Open In Colab Binder

Parallelism and GPU computing

AI calculations involve quite a few arithmetic calculations. Graphics processing units (GPUs) are computer chips that were designed to parallelize large numbers of small arithmetic calculations. They were designed as such because computer graphics involve rotations, shifts, scaling, etc. of images, are matrix or tensor manipulations, i.e. a large collection of small arithmetic calculations.

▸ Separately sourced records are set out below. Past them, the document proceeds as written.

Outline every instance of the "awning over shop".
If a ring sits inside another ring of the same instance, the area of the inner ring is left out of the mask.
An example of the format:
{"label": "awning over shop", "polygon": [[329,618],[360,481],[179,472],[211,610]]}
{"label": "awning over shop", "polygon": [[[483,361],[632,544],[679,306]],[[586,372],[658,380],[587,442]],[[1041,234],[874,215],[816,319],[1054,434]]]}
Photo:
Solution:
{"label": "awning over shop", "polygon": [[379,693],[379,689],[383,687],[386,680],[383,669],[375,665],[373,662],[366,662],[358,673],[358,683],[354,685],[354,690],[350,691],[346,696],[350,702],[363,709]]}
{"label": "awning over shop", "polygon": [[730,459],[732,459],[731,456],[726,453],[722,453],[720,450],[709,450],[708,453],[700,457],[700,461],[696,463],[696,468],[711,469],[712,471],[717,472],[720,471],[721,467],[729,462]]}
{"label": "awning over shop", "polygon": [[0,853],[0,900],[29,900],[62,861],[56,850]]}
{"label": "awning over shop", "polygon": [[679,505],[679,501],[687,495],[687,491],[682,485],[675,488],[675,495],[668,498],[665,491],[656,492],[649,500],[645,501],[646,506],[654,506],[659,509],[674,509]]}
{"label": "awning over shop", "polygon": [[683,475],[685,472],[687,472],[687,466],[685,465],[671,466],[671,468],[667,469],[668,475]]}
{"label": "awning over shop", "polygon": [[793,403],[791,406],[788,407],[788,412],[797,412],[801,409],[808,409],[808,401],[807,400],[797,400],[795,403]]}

This discussion is relevant, since there is a calculus of parallelization on whether or not it will be worth the effort. In fact, in some cases parallelization can slow down computations. For example, parallelizing across a network will only be beneficial if the cumulative cost of the network transfer is less than the cumulative benefit from parallization. For parallelizing lots of small calculations, the data transfer has to be really fast. What could be faster than on the same chip, like a GPU? The effect of GPU paralleziation on AI learning can be quite significant. We give a simple example below where we parallelize the sum of a few thousand numbers, where the acceleration is on the order of 50 to 70%.

Getting started

I don’t have a GPU in my personal computer. Some options for trying out GPUs include Google Colab and Paperspace to name two examples. I’m doing this example on Colab

import torch
torch.cuda.is_available()
True

By default, calculations will be on the CPU. You have to actually migrate calculations to the GPU. Here I write the code in such a way that it works on the GPU or CPU depending on whether a GPU is available. It’s typical to create a variable called “device” that references the GPU.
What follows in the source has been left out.